Adapun pranata sosial yang dimaksud Argo meliputi ketua RT, ketua RW hingga lurah harus dihidupkan kembali. Hal itu diyakini bisa membuat komunikasi antar warga jadi lebih baik. Sehingga kejadian nahas yang menimpa Joya tak lagi terulang kembali di kemudian hari.
"Jadi sistem untuk rasa saling memiliki itu kami hidupkan kembali. Sehingga nanti ada komunikasi antar warga itu, supaya tidak terjadi lagi," tuturnya.

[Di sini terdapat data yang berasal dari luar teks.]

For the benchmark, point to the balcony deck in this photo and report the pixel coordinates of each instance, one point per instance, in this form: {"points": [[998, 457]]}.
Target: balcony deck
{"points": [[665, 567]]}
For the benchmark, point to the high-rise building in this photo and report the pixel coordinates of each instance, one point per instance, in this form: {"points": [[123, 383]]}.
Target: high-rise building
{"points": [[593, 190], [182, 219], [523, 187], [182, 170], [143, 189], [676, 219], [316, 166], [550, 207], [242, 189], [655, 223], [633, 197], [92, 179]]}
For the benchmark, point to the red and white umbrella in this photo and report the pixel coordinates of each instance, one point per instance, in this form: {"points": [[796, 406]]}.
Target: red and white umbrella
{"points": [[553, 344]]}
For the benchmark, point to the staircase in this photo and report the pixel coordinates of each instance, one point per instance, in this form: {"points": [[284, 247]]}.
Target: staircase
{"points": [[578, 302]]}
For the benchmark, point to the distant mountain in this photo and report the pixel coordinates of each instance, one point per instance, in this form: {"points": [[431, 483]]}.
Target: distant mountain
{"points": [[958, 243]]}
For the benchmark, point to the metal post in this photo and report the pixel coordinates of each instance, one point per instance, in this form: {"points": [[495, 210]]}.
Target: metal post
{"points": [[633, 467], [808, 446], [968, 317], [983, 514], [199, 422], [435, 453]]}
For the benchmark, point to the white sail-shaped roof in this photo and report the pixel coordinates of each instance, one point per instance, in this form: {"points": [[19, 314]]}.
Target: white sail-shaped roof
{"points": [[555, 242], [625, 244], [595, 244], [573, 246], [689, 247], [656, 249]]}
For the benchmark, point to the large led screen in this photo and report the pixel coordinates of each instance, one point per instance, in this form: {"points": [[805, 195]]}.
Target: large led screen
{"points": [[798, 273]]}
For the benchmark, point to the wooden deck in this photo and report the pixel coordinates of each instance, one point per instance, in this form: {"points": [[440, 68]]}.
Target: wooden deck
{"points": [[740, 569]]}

Sebelumnya diberitakan, Alzahra dikeroyok dan dibakar hidup-hidup oleh warga, Selasa 1 Agustus lalu sekira pukul 16.30 WIB. Pria tersebut dibakar hidup-hidup karena dituduh sebagai pelaku pencurian amplifier milik mushala Al-Hidayah di Desa Hurip Jaya, Kecamatan Babelan, Kabupaten Bekasi.
Dua orang terkait kasus main hakim sendiri ini telah ditetapkan sebagai tersangka, yakni atas nama NMH (wiraswasta) dan SH (sekuriti).